Settembre 18th, 2017 Riccardo Fucile

LA MONTANARI HA DATO LE COLPE AD ANZIO, MA LA DISINFESTAZIONE MANCATA E’ COLPA SUA… COME I RITARDI NELL’ORDINANZA PER L’EMERGENZA A SETTEMBRE

«Roma è stata danneggiata dalle disinfestazioni inefficaci di altri comuni laziali»: quando non ci sono “amministrazioni precedenti” a cui dare la colpa il MoVimento 5 Stelle romano molla la storia e passa alla geografia: l’assessora Pinuccia Montanari, quella che non ha mai visto un topo a Roma, ha però scoperto di avere un grande spirito di osservazione e ha scaricato sul comune di Anzio la responsabilità  dell’emergenza chinkungunya con zanzara tigre annessa.
Durante il vertice di oggi la Regione chiederà  conto al Campidoglio del perchè dei ritardi nelle disinfestazioni partite dopo il 13 mentre la prima lettera della Regione è del 7, e perchè sulle 17 aree a rischio ne erano state fatte, almeno fino a un paio di giorni fa, 9.
La Regione ha chiesto pareri anche a tecnici dell’Istituto Superiore di Sanità  per capire se il metodo adottato è efficiente. Vuole sapere dove e come si è agito, se gli operatori Ama ad esempio sono intervenuti su tombini, nei canali.

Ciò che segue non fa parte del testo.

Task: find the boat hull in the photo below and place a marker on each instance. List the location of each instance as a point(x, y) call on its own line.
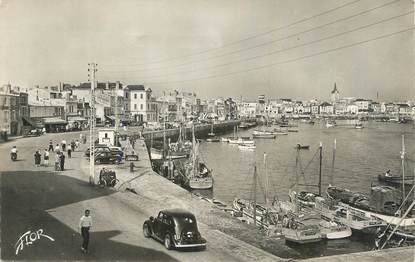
point(264, 136)
point(201, 183)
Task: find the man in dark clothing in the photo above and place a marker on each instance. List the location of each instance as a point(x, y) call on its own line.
point(85, 224)
point(62, 160)
point(50, 146)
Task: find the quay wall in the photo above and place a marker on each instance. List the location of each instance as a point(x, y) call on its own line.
point(201, 130)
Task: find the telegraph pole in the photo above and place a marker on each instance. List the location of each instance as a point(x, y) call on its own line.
point(92, 69)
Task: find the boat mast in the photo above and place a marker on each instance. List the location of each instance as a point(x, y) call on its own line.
point(164, 139)
point(332, 163)
point(266, 179)
point(255, 179)
point(319, 175)
point(193, 150)
point(403, 167)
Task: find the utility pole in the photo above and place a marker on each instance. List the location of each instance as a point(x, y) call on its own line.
point(255, 180)
point(403, 167)
point(319, 175)
point(92, 69)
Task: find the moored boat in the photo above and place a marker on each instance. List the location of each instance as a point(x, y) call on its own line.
point(158, 155)
point(224, 139)
point(268, 136)
point(299, 146)
point(302, 234)
point(213, 139)
point(247, 147)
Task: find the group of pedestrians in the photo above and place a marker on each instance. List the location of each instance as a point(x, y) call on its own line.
point(59, 151)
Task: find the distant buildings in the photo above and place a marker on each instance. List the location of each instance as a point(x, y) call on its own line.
point(139, 104)
point(13, 109)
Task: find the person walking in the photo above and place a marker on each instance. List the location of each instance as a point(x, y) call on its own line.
point(37, 156)
point(85, 224)
point(50, 146)
point(57, 148)
point(46, 158)
point(62, 161)
point(57, 161)
point(63, 145)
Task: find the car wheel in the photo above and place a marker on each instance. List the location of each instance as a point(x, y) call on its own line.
point(167, 242)
point(146, 231)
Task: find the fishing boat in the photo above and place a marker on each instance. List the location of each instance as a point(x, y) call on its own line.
point(263, 134)
point(244, 125)
point(199, 175)
point(395, 180)
point(383, 205)
point(246, 141)
point(330, 123)
point(213, 139)
point(302, 234)
point(260, 214)
point(384, 202)
point(279, 131)
point(299, 146)
point(246, 147)
point(266, 136)
point(350, 217)
point(334, 230)
point(234, 140)
point(158, 155)
point(358, 126)
point(211, 134)
point(225, 139)
point(305, 198)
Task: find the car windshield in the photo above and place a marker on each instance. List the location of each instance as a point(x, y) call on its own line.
point(185, 223)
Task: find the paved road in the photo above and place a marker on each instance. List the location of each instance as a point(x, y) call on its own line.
point(36, 198)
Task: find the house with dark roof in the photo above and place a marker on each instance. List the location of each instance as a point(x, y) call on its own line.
point(326, 108)
point(139, 104)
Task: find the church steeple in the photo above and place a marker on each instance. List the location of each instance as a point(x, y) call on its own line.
point(335, 95)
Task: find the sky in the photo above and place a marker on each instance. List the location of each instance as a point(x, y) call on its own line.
point(215, 48)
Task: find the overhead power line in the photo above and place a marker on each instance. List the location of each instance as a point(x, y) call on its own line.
point(247, 38)
point(285, 49)
point(261, 44)
point(287, 61)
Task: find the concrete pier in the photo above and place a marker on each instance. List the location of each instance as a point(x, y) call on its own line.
point(201, 130)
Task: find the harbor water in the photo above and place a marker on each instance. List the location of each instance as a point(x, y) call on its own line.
point(360, 156)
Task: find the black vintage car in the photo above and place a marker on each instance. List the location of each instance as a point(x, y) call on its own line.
point(176, 228)
point(105, 158)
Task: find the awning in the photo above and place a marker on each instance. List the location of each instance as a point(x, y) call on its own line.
point(31, 122)
point(112, 118)
point(54, 121)
point(76, 119)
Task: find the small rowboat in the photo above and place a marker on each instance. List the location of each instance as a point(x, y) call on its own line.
point(213, 139)
point(247, 147)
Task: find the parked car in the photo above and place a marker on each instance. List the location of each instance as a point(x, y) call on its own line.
point(176, 228)
point(98, 148)
point(105, 158)
point(115, 150)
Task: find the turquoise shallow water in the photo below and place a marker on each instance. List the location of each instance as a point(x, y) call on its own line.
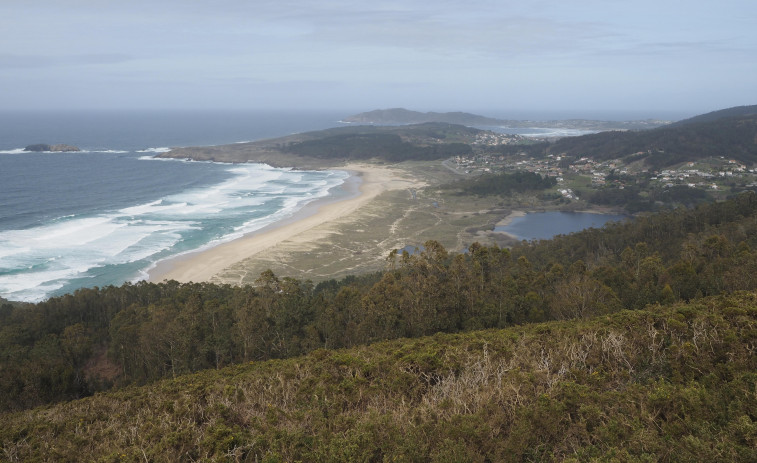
point(105, 215)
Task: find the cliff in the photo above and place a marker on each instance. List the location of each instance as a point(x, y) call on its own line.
point(53, 148)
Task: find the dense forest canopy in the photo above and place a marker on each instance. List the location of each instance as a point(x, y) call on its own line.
point(733, 138)
point(71, 346)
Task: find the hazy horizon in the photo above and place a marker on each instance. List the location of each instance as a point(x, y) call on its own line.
point(480, 56)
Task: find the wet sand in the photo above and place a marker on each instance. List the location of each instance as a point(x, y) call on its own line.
point(367, 182)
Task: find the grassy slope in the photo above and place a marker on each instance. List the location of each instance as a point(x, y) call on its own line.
point(674, 383)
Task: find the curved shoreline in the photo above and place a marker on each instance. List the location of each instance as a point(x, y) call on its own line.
point(367, 182)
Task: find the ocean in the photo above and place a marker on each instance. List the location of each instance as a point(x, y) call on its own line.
point(107, 214)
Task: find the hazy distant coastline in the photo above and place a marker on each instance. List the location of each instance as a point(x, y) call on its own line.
point(401, 116)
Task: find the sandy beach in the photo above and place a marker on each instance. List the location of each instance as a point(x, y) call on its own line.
point(204, 265)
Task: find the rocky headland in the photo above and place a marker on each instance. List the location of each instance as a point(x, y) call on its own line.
point(59, 148)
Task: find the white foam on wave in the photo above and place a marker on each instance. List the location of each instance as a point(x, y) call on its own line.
point(37, 261)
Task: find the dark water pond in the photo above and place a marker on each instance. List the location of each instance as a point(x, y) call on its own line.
point(545, 225)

«Roma con 2.875.364 abitanti ha subito 6 casi di contagio. Anzio, con 54.211 abitanti ha riscontrato 19 casi di contagio. Una parte dei cittadini romani che è risultata positiva alla Chikungunya era stata in vacanza ad Anzio. Mentre i nostri trattamenti preventivi a bassa tossicità  hanno funzionato molto meglio degli altri, ci chiediamo cosa hanno fatto le altre Amministrazioni per garantire la salute dei cittadini», ha detto la Montanari.
«I primi 3 contagiati non sono residenti ad Anzio, ma villeggianti di Roma — ha risposto Luciano Bruschini (FI), sindaco della cittadina — interventi straordinari larvicida e adulticida sono partiti la sera del 7, giorno in cui la Asl ci ha avvertiti per telefono del contagio: al contrario di Roma non abbiamo avuto bisogno di solleciti».

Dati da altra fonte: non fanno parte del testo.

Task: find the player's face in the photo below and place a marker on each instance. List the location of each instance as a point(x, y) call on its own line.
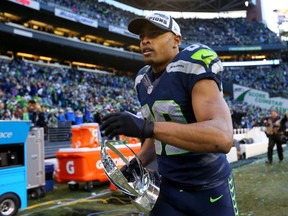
point(157, 46)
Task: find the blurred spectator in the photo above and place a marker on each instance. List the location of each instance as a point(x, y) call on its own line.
point(6, 115)
point(284, 125)
point(274, 136)
point(36, 115)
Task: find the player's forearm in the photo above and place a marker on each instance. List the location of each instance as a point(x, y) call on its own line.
point(147, 152)
point(207, 136)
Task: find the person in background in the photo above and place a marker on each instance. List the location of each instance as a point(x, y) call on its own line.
point(25, 114)
point(186, 123)
point(284, 126)
point(274, 136)
point(36, 114)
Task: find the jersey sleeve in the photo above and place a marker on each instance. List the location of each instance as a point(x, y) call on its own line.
point(197, 62)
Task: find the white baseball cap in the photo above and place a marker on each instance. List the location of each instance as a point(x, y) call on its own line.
point(161, 20)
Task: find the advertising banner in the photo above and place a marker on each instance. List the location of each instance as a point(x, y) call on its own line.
point(259, 98)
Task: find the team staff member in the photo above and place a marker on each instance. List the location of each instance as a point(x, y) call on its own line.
point(187, 125)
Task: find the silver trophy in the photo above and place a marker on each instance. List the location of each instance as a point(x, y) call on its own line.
point(144, 190)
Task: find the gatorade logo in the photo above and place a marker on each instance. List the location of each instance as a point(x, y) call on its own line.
point(70, 167)
point(94, 133)
point(6, 135)
point(117, 161)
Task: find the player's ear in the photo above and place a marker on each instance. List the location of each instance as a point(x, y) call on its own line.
point(177, 41)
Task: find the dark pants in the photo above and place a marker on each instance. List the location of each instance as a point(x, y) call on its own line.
point(219, 201)
point(274, 140)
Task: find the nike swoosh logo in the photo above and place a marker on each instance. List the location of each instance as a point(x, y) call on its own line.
point(204, 57)
point(212, 200)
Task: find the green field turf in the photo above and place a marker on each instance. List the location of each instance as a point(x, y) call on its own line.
point(262, 190)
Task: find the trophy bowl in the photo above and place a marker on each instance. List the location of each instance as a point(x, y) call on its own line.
point(143, 190)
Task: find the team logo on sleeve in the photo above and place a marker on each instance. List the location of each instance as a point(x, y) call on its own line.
point(205, 55)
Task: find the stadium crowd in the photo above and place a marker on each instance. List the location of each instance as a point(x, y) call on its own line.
point(212, 32)
point(77, 96)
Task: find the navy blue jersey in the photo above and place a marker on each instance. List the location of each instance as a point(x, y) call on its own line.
point(168, 98)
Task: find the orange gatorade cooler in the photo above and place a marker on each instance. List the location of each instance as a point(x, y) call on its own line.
point(90, 135)
point(76, 136)
point(84, 164)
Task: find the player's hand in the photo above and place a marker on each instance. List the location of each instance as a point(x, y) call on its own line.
point(127, 124)
point(128, 170)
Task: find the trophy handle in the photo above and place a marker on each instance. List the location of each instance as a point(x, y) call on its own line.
point(115, 175)
point(144, 189)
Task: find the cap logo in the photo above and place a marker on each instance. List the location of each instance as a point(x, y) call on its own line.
point(163, 20)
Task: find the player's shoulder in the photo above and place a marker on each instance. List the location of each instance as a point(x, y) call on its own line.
point(196, 58)
point(198, 51)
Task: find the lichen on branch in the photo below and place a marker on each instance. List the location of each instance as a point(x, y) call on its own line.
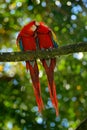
point(40, 54)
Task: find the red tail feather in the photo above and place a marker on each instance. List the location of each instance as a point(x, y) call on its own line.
point(36, 84)
point(51, 85)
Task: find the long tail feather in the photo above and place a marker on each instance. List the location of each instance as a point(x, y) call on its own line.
point(51, 85)
point(36, 84)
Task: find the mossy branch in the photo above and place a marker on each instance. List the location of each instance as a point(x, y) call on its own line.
point(83, 125)
point(40, 54)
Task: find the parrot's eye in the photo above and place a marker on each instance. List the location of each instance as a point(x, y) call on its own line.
point(37, 23)
point(33, 28)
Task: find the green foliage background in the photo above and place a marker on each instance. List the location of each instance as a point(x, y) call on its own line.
point(18, 110)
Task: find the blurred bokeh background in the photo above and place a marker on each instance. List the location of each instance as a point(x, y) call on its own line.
point(18, 110)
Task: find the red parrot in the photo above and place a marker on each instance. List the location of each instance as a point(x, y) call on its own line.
point(46, 41)
point(26, 40)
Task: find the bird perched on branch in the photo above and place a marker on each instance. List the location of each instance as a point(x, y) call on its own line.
point(34, 36)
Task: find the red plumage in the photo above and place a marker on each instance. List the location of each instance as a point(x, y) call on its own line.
point(38, 36)
point(26, 41)
point(45, 41)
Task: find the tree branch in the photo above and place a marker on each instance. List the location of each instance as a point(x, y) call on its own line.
point(32, 55)
point(83, 125)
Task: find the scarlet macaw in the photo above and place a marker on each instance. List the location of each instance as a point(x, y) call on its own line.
point(26, 41)
point(46, 40)
point(35, 36)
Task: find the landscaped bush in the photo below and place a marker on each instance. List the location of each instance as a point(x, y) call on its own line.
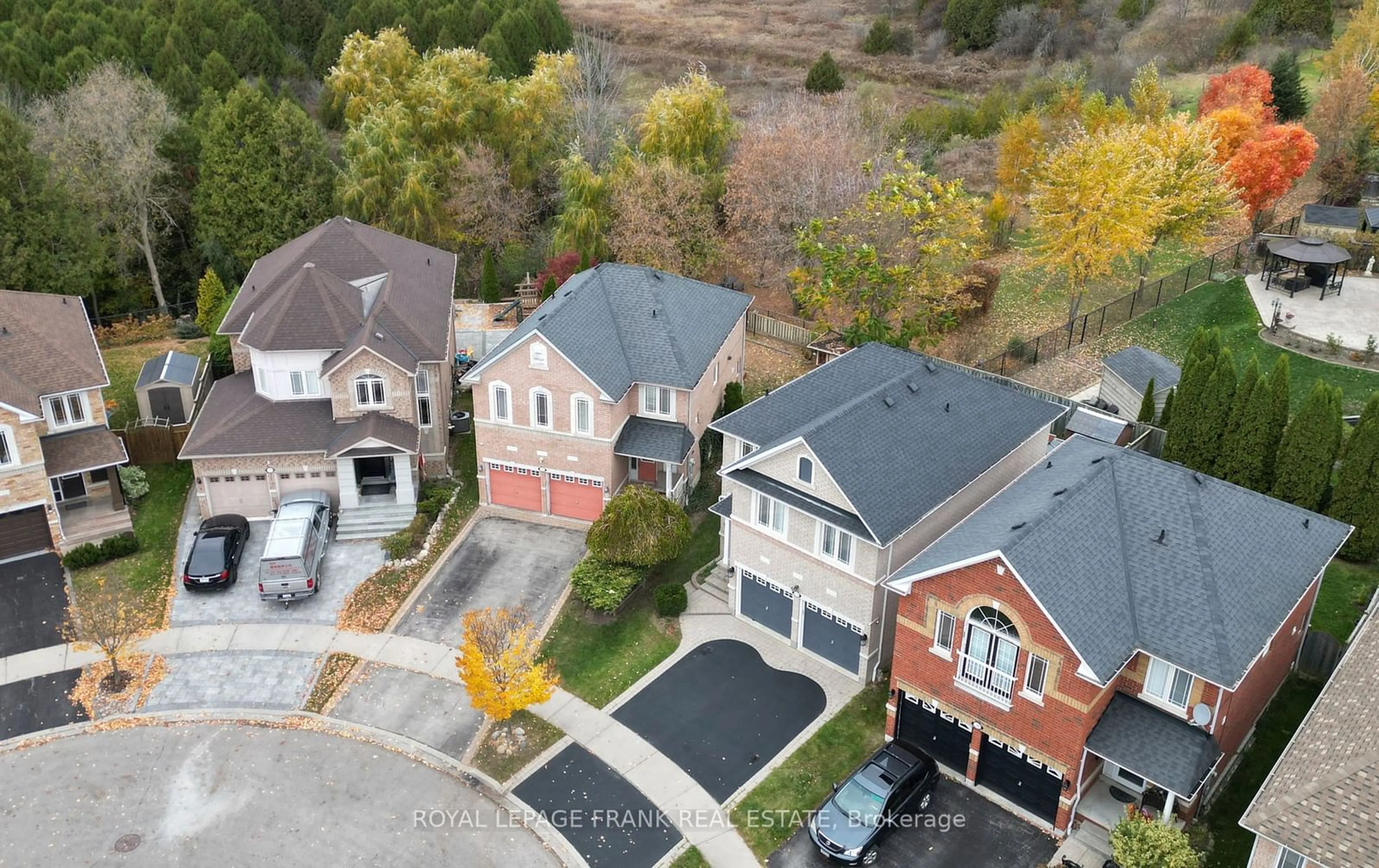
point(672, 601)
point(604, 586)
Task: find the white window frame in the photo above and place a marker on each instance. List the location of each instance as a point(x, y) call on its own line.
point(837, 540)
point(574, 414)
point(377, 386)
point(777, 514)
point(658, 401)
point(531, 409)
point(69, 406)
point(494, 388)
point(1169, 679)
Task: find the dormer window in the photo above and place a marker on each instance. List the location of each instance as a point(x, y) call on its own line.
point(369, 391)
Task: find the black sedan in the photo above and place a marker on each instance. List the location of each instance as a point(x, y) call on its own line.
point(887, 791)
point(215, 552)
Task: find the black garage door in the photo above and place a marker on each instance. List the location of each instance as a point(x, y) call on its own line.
point(831, 638)
point(1020, 779)
point(766, 604)
point(24, 532)
point(934, 733)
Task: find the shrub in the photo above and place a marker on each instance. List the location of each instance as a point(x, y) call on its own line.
point(134, 482)
point(825, 76)
point(603, 586)
point(672, 601)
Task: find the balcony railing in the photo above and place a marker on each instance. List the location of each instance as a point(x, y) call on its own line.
point(984, 678)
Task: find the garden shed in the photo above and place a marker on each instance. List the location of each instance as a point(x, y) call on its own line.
point(169, 386)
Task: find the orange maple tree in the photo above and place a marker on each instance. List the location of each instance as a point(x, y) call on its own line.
point(1267, 167)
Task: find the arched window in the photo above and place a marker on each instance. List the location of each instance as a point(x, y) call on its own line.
point(369, 391)
point(991, 650)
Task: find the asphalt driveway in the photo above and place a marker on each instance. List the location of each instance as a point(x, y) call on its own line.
point(722, 714)
point(502, 562)
point(32, 602)
point(988, 837)
point(603, 816)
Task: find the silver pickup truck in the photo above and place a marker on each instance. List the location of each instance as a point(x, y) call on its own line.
point(297, 540)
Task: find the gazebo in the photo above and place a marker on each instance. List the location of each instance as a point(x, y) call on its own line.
point(1313, 261)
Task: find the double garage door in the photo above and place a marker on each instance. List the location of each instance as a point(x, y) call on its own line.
point(822, 632)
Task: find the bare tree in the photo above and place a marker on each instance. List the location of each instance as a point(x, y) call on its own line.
point(103, 134)
point(594, 90)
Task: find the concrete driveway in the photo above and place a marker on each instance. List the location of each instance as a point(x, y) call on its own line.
point(988, 837)
point(213, 795)
point(347, 565)
point(32, 604)
point(501, 562)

La verità : il comune di Roma ha sbagliato interventi
Chi ha ragione? L’ordinanza della sindaca per «la prevenzione e il controllo delle malattie trasmesse da insetti vettori ed in particolare la zanzara tigre» è del 26 aprile e fa seguito alla circolare 2017 del Ministero della Salute sul piano di sorveglianza e risposta alle arbovirosi (Chikungunya, Dengue e Zika).
Vengono prescritte limitazioni sui trattamenti adulticidi, contro le zanzare adulte. Non le larve, ma quelle che già  volano e pungono.
«Si può procede alla disinfestazione nelle aree verdi di pertinenza solo in presenza di manifeste condizioni d’infestazione con elevato disagio e comunque solo dopo aver effettuato idonei interventi preventivi».
Va dato un preavviso minimo di 7 giorni lavorativi prima di procedere all’adulticidio inviando un modulo al Comune con la scheda tecnica del prodotto utilizzato.
Prima di ottenere il permesso di nebulizzare le zone infestate quindi bisognava subire per giorni delle Aedes Albopictus di origine asiatica.
All’epoca uscirono articolo di sfottò nei confronti dell’amministrazione (“La Raggi vieta di uccidere le zanzare”, titolò Il Tempo) mentre Montanari & Raggi si vantarono della vittoria ottenuta al TAR sul ricorso delle imprese di disinfestazione.
Ma c’è di più: quegli interventi non sono mai stati eseguiti in quanto l’M5S ritirò la delibera di affidamento ad AMA per la derattizzazione e disinfestazione.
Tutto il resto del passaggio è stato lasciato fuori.